The title bares the theme. Each successive story revolves around the quest for transcendence, with the chosen areas of research being sex, theology, theosophy, political action, and above all musical experimentation, beginning with the “xylophonic performance technique” developed by the narrator’s great-great grandfather, Frantisek Deliuskin, in the 18th century. century. The atmosphere is tirelessly cerebral, both engaged in erudition and dependent on it. An accompanying “note” from Guebel’s translator, Jessica Sequeira, contains 16 pages of exegesis, including a section entitled “Egg (Philosophy)” explaining the image on the front of a broken eggshell (“a symbol of the absolute, both contain whole and origin”).
The novel of ideas often depends on the counterintuitive analogy – symbolic preferences that wipe out superficial attributes. In this case, the inherited thinking about the opposition between theory and practice, the mystical and the materialistic, is tested and found to be inadequate. Frantisek’s son Andrei, for example, a student of ballistics, numismatics, archaeology and metaphysics, produces annotations of Ignatius Loyola’s “Spiritual Exercises” which, by revealing group prayer as “a conspiratorial activity,” serve as inspiration for Lenin.
If Guebel’s penchant for clashing paradoxes and collapsing dichotomies points to Borges’s guilt, the worldliness, wild comedy and encroachment on recorded facts recall Saul Bellow, who specialized in the hapless hero, convinced that erudition would help crack the code of existence. Or it could be characterized as a tribute to ‘Sunday in the Park With George’, the Sondheim-Lapine musical about obsessive creativity that crosses generations, but reimagined by the Tom Stoppard of ‘Jumpers’ and ‘Travesties’.

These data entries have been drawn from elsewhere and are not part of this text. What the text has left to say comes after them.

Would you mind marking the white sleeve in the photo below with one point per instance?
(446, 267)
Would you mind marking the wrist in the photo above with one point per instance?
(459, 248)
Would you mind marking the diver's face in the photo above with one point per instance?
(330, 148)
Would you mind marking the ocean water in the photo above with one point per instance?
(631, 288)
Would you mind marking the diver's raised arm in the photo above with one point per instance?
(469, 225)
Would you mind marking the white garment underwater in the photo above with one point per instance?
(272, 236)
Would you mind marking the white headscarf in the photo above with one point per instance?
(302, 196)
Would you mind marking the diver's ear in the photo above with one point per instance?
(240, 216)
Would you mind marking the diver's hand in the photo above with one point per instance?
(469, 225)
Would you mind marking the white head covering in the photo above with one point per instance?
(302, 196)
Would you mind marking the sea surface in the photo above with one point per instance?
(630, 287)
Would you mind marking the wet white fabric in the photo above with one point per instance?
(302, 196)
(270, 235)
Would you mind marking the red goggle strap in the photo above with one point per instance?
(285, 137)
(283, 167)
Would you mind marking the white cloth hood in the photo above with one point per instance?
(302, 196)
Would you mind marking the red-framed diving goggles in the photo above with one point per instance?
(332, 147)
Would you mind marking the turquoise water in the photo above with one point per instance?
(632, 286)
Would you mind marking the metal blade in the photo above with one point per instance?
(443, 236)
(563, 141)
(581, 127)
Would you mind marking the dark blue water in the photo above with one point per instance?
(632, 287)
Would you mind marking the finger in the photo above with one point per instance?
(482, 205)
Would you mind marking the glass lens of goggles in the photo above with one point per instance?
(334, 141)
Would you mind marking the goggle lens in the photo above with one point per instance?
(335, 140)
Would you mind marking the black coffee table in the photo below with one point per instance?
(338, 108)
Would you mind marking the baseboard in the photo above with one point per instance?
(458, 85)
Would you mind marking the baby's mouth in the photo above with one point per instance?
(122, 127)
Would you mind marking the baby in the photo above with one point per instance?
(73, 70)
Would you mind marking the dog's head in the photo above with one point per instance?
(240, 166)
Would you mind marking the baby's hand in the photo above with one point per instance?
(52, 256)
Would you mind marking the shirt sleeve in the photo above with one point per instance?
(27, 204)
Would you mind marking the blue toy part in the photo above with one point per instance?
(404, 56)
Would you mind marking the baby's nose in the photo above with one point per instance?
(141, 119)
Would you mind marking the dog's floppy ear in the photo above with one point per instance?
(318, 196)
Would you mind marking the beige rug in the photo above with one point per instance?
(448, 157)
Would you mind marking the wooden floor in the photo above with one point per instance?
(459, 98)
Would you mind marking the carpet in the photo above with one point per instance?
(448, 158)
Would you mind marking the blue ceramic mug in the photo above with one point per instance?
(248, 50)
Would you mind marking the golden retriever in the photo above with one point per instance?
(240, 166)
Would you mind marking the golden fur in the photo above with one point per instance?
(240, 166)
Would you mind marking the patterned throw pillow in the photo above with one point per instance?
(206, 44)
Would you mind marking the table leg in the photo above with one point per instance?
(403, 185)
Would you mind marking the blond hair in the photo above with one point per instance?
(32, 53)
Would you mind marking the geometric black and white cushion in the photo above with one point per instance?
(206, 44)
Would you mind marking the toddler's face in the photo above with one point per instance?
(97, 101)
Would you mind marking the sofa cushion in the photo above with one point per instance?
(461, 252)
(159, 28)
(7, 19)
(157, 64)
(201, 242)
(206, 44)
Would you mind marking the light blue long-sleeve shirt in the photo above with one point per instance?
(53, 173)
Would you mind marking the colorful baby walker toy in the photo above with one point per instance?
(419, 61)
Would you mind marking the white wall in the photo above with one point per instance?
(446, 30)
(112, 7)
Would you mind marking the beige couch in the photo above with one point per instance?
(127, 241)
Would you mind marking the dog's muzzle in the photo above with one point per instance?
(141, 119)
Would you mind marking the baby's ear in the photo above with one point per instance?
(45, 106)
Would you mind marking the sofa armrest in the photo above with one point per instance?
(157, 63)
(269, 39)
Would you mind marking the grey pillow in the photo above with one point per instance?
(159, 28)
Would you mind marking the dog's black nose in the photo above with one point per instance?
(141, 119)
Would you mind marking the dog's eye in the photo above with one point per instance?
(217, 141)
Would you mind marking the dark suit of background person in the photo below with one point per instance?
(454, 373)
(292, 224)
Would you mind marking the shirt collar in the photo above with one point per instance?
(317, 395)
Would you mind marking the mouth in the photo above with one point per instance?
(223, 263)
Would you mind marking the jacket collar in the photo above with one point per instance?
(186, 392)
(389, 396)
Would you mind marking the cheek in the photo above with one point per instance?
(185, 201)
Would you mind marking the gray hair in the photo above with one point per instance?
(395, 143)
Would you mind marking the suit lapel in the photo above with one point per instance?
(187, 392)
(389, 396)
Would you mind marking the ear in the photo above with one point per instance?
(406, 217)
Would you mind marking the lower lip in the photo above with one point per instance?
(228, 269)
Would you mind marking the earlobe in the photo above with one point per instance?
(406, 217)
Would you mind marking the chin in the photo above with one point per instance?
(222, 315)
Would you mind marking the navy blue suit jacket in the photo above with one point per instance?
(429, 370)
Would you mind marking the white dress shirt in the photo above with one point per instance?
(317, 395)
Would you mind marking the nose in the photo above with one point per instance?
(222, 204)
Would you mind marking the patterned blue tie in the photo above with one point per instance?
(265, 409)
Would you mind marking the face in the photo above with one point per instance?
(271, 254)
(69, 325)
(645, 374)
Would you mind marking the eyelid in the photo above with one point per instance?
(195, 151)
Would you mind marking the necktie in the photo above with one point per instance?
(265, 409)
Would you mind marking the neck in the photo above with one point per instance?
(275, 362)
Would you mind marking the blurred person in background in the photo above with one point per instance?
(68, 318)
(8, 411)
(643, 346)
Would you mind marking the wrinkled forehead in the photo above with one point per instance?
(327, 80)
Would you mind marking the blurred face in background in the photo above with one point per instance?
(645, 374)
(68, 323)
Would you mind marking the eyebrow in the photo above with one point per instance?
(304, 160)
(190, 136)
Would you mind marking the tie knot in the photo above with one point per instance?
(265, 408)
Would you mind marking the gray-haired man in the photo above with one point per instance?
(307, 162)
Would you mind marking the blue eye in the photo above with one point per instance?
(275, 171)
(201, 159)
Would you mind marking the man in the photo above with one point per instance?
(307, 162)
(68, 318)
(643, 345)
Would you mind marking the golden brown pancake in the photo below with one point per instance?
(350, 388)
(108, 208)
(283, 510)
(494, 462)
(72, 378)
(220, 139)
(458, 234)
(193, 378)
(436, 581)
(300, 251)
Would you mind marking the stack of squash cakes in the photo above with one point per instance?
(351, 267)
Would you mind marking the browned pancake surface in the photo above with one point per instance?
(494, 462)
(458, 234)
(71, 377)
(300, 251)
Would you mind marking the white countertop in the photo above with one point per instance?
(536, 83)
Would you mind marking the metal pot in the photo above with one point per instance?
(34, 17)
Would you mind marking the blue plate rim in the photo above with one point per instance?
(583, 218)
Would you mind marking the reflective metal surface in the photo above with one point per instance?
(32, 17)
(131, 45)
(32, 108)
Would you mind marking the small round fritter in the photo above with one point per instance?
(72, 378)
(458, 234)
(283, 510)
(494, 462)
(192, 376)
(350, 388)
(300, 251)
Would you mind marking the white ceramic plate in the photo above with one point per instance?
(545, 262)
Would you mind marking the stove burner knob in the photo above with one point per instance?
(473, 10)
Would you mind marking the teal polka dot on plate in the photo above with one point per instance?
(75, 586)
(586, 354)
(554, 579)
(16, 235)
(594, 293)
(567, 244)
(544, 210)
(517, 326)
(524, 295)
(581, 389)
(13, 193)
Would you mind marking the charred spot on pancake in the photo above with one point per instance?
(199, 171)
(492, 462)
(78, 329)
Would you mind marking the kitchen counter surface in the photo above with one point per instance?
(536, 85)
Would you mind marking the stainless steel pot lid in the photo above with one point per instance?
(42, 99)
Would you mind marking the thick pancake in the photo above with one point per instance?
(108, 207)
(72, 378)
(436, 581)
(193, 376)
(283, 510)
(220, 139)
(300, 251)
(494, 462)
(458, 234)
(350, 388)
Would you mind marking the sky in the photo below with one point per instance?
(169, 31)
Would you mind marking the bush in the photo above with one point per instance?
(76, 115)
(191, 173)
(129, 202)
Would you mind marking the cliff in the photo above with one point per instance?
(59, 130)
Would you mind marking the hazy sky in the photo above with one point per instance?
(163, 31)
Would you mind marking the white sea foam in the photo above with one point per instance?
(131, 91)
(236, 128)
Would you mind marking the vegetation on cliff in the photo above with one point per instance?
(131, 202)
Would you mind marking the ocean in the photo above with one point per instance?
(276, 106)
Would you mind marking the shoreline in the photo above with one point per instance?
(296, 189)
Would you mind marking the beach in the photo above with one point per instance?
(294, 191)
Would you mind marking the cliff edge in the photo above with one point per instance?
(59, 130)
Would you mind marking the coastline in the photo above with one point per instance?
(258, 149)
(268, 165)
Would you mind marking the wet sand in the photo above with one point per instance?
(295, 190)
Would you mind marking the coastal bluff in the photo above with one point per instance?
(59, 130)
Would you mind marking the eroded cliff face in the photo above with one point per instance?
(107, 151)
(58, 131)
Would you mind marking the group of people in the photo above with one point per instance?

Central is the satisfying congruence of theme and form. The book we are reading, or the invented book that envelops it, is an embodiment of the questing syndrome under scrutiny, while Guebel himself, in composing a late-modernist hybrid of essay, psychoanalytic case study, history lesson, saga and farce, more shows. then its part of the symptoms. The final part of the novel takes a decisive turn, revealing the human cost of the biographical legwork and also hinting at its deeper purpose. The past is defined not only by its telling, but also by the lessons it can leave behind, Guebel reveals, completing his own Deliuskin-esque grand vision in the process.